AMGN
Japan just hit the pause button
Amgen’s Japanese partner, Kissei Pharmaceutical, says it’s started information-sharing efforts in Japan and is basically telling doctors: slow your roll on Tavneos. That means avoiding new prescriptions for now and taking a hard look at whether current patients should stay on the drug, given liver-related risks and other treatment options.
The safety cloud keeps getting darker
This isn’t coming out of nowhere. The FDA warned in March about serious and sometimes fatal liver injuries linked to Tavneos, and in April its drug review arm went a step further, proposing to withdraw approval altogether. That’s not exactly the kind of regulatory mood music investors like to hear.

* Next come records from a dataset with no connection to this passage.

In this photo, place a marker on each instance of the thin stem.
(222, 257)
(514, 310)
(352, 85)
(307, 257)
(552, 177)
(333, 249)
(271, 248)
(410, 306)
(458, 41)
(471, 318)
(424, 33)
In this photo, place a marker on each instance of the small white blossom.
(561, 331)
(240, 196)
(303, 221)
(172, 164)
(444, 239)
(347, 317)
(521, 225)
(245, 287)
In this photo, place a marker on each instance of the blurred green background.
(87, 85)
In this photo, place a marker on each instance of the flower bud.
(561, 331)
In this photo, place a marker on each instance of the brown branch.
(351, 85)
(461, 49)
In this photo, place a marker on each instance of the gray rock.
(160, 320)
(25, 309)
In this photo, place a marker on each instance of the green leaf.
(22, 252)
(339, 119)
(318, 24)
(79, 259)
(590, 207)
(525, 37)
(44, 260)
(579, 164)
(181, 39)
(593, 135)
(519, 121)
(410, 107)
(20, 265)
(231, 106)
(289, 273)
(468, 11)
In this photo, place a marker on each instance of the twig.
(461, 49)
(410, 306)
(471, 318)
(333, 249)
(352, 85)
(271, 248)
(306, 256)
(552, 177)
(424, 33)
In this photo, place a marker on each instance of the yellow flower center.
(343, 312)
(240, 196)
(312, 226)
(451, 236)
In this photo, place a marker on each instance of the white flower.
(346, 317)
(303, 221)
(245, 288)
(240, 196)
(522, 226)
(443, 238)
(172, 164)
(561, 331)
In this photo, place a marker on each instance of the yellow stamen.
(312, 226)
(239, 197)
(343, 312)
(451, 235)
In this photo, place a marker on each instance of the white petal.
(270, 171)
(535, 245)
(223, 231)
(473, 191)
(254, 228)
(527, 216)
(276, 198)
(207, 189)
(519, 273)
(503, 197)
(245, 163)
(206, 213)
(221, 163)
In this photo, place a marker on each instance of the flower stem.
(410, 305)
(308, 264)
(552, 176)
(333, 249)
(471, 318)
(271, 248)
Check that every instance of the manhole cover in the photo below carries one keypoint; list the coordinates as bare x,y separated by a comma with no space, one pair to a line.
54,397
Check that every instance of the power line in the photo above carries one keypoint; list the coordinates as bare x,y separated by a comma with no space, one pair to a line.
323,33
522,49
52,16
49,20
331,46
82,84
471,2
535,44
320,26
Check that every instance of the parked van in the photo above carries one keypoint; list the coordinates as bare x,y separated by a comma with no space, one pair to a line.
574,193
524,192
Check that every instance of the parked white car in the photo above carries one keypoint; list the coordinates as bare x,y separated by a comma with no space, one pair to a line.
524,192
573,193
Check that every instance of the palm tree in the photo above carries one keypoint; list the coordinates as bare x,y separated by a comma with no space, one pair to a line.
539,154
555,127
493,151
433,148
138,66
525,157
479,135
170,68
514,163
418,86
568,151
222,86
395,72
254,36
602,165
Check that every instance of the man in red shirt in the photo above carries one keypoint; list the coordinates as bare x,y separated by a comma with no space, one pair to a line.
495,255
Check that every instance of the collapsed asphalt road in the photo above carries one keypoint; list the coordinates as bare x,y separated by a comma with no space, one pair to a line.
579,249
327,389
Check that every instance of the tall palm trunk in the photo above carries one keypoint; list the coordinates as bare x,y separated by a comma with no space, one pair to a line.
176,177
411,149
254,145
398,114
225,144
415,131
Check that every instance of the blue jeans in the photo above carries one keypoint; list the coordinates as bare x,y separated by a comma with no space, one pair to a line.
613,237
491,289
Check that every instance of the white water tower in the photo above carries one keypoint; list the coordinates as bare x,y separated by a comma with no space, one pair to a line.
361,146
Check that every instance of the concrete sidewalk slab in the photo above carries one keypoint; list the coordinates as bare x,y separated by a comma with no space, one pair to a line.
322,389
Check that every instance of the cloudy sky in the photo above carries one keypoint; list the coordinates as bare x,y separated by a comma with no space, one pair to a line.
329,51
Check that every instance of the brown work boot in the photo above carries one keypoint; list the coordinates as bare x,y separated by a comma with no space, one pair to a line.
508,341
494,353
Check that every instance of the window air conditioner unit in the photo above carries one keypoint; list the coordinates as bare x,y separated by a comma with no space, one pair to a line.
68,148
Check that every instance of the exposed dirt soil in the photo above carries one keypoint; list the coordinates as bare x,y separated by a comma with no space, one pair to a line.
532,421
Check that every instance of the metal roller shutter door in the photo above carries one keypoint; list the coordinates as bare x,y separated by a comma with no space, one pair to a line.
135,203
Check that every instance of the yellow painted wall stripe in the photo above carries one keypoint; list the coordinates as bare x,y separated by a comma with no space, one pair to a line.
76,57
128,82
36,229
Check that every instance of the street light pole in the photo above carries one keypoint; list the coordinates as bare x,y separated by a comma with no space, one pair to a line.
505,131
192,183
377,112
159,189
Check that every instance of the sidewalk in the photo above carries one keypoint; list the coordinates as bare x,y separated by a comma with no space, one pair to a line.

The agency’s concerns went beyond safety, too. It said key data behind the drug’s approval may have been manipulated in the Phase 3 ADVOCATE trial, and it flagged issues with the original application. In other words: this isn’t just a label tweak or a sternly worded note.
Why investors should care
Tavneos is still approved in Japan, but the drumbeat of caution in the U.S., Europe, and now Japan makes the commercial path look messier than a desk drawer full of charging cables.
- More scrutiny can slow uptake
- Doctors may hesitate to start new patients
- Any withdrawal or label change would raise fresh revenue and reputation risk
Big picture: when regulators start comparing notes across continents, biotech investors usually want to sit down and take a deep breath.